To calculate depreciation, you need to determine the cost basis of your rental property. The cost basis includes the purchase price, closing costs, and any other expenses related to acquiring the property. You can determine the annual depreciation amount by dividing this amount by the property’s useful life.
• Separate the cost of land and buildings.
Note that land cannot be depreciated because it does not wear out or become obsolete. Therefore, when calculating depreciation, you must separate the cost of land from the cost of buildings.
• Use a property depreciation calculator
Another option is to use a property depreciation calculator, which can help you determine the cost basis of your property and the annual depreciation amount. Some calculators even take into account the accelerated depreciation benefits available through tax laws.
Reduction of Tax Liability for Depreciation
The amount of rental property depreciation you can claim each year will depend on the property’s useful life and the method you use to calculate depreciation. Typically, you can depreciate a residential rental property over 27.5 years using the straight-line method. This means that you can deduct an equal portion of the property’s value each year for 27.5 years.

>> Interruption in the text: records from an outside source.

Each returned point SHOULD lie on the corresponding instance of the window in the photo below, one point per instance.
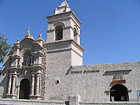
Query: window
(75, 35)
(27, 59)
(59, 33)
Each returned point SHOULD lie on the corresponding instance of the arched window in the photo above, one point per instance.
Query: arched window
(119, 93)
(27, 59)
(59, 33)
(75, 35)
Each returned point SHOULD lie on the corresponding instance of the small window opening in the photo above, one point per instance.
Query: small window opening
(59, 33)
(28, 59)
(75, 35)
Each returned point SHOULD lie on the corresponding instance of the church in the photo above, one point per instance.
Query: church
(36, 72)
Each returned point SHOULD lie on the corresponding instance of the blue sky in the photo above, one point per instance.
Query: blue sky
(110, 30)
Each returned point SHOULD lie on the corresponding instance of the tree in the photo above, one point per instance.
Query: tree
(4, 47)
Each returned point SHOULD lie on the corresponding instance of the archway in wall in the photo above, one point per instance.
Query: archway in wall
(24, 89)
(119, 93)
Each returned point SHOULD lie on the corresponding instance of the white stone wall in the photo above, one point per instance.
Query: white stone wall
(91, 86)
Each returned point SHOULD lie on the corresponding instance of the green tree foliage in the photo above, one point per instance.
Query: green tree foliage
(4, 47)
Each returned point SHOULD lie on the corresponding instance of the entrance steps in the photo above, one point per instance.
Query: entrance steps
(35, 102)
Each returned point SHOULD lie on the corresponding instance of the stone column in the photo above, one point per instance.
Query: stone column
(37, 84)
(13, 86)
(9, 86)
(33, 82)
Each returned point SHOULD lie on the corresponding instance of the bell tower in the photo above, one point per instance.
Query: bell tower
(63, 38)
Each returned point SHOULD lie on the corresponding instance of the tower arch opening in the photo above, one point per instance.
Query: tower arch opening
(24, 89)
(119, 93)
(59, 32)
(75, 34)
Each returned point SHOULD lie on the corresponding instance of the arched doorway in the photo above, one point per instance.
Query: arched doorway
(119, 93)
(24, 89)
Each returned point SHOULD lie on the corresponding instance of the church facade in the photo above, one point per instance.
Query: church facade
(52, 72)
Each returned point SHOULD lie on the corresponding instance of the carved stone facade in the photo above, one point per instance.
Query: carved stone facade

Depreciation can significantly reduce your tax liability because you can use it as a tax deduction to offset rental income. For example, if your rental property generates $30,000 in rental income each year and you have $10,000 in depreciation expenses, you would only have to pay taxes on $20,000 of rental income.
It is important to note that while depreciation can reduce your tax liability, it can also impact your capital gains tax liability if you decide to sell the property. When you sell the property, you will subtract the amount of depreciation you claimed during ownership from the property’s adjusted cost basis, which can increase your capital gains tax liability.
In conclusion, rental property depreciation is an important tax deduction that landlords should take advantage of to increase their cash flow and reduce their tax liability. However, it is important to understand the criteria for depreciation and the methods for calculating it. By properly calculating and claiming depreciation, landlords can save money on taxes and improve their rental property investment returns.